Ironically, the vocal public concern about drones actually combats one of the biggest challenges to implementing Privacy by Design. Often economic incentives to protect privacy are simply inadequate. Privacy scholar Ira Rubinstein explains that this combines with inexact guidance by regulators on how to implement Privacy by Design to make investing in privacy safeguards costly to firms. In the case of unmanned aerial surveillance, however, public demand for privacy safeguards is salient–and indeed, an economic opportunity.  Already firms are developing surveillance “countermeasures” for sale to the general public.

This provides an opening to make the FAA’s privacy proposals a model for future privacy policies and operationalizing Privacy by Design. Both regulators and industry needs to begin elaborating design principles, discussing best practices, and researching how privacy can be engineered into unmanned aerial systems. Absent an ongoing dialog, we are committing ourselves to privacy protections that are more aspiration than reality in the skies above. All parties have every incentive to consider these issues: the drone industry anticipates adding 70,000 high-tech jobs and $14 billion to the economy by mid-decade. If we hope to see those figures come to fruition, everyone should be working with the FAA to encourage innovation and experimentation with privacy-protecting technologies.

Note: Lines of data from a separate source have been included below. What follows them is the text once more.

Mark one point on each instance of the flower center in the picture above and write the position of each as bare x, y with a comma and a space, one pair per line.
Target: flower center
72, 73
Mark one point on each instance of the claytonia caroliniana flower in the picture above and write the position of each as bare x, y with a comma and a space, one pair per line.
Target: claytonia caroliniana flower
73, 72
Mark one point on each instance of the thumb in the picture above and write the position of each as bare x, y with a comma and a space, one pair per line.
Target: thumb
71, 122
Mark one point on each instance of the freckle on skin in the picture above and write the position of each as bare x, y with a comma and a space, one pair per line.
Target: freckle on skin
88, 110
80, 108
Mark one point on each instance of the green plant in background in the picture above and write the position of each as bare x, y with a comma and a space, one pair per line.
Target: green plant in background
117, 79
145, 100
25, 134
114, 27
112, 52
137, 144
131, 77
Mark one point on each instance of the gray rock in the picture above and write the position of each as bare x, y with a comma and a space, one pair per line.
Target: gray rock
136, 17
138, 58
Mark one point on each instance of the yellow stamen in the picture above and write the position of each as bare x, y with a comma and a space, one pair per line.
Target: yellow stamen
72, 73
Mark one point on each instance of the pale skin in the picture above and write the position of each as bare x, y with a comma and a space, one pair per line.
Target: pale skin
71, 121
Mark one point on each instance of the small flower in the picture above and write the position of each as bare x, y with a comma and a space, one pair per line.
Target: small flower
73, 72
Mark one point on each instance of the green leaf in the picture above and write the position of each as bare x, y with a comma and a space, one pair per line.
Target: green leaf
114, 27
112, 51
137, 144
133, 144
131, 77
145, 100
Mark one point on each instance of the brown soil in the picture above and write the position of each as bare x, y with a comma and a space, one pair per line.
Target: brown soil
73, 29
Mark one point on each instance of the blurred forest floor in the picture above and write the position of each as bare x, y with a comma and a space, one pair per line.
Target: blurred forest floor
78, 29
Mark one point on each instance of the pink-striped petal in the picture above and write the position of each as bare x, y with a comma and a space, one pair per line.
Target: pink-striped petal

How Obscurity Could Help the Right To Fail

In a post on Policy@Intel, David Hoffman explains why Internet obscurity can help the “Right to Fail.”  Absent providing individuals with “a sphere of privacy where they know they can make mistakes,” society may make it impossible for individuals to pursue ideas that “challenge the status quo” and are needed “to break away from conformity and innovate.”

He also highlights Woodrow Hartzog and Evan Selinger’s suggestion that obscurity might actually be better than privacy when looking at conceptual tools to protect personal information.

 

Increasing Calls for a Big Data Dialog

Big Data promises to open new doors to curing diseases, cleaning the environment, and easing life’s burdens, but is it opening too many doors?  Writing for The New York Times on Sunday, Steve Lohr suggested that the privacy challenges posed by Big Data are so large that it might trump any potential benefits.  The surveillance possibilities permitted by data today, he noted, “could leave George Orwell in the dust.”

Whether privacy challenges should trump how we use data or vice versa, there is an obvious need for organizations and society at large to address what we hope to achieve with Big Data—and what we are willing to take off the table. In that spirit, FPF is joining with the Stanford Center on Internet and Society to host a day-long event this fall to tackle how best to bring together the value of data with the value of personal privacy. There should be some room for agreement.  As Lohr notes, “corporate executives and privacy experts agree that the best way forward combines new rules and technology tools.”

Yet Big Data may require us to have a bigger discussion about how personal data is used.  In response to research posted on Monday that concluded that anonymized data in the context of day-to-day location tracking can be re-identified with relative ease, David Mayer declares on GigaOM today that we need a “new realpolitik” for data privacy:

We are not going to stop all this data collection, so we need to develop workable guidelines for protecting people. Those developing data-centric products also have to start thinking responsibly – and so do the privacy brigade. Neither camp will entirely get its way: there will be greater regulation of data privacy, one way or another, but the masses will also not be rising up against the data barons anytime soon.

As Mayer concedes, it is impossible to stop our ever-increasing data collection capabilities, and even if we could, it would likely be to our greater detriment.  While our legal constructs tend to view privacy as a binary all-or-nothing concept, our Big Data reality suggests that privacy be viewed as a spectrum in which benefits are weighed against the specter of the dictatorship of data. Who is doing what, for what purpose and for what benefit are important considerations, and it is past time for policy makers to begin engaging with these questions in earnest.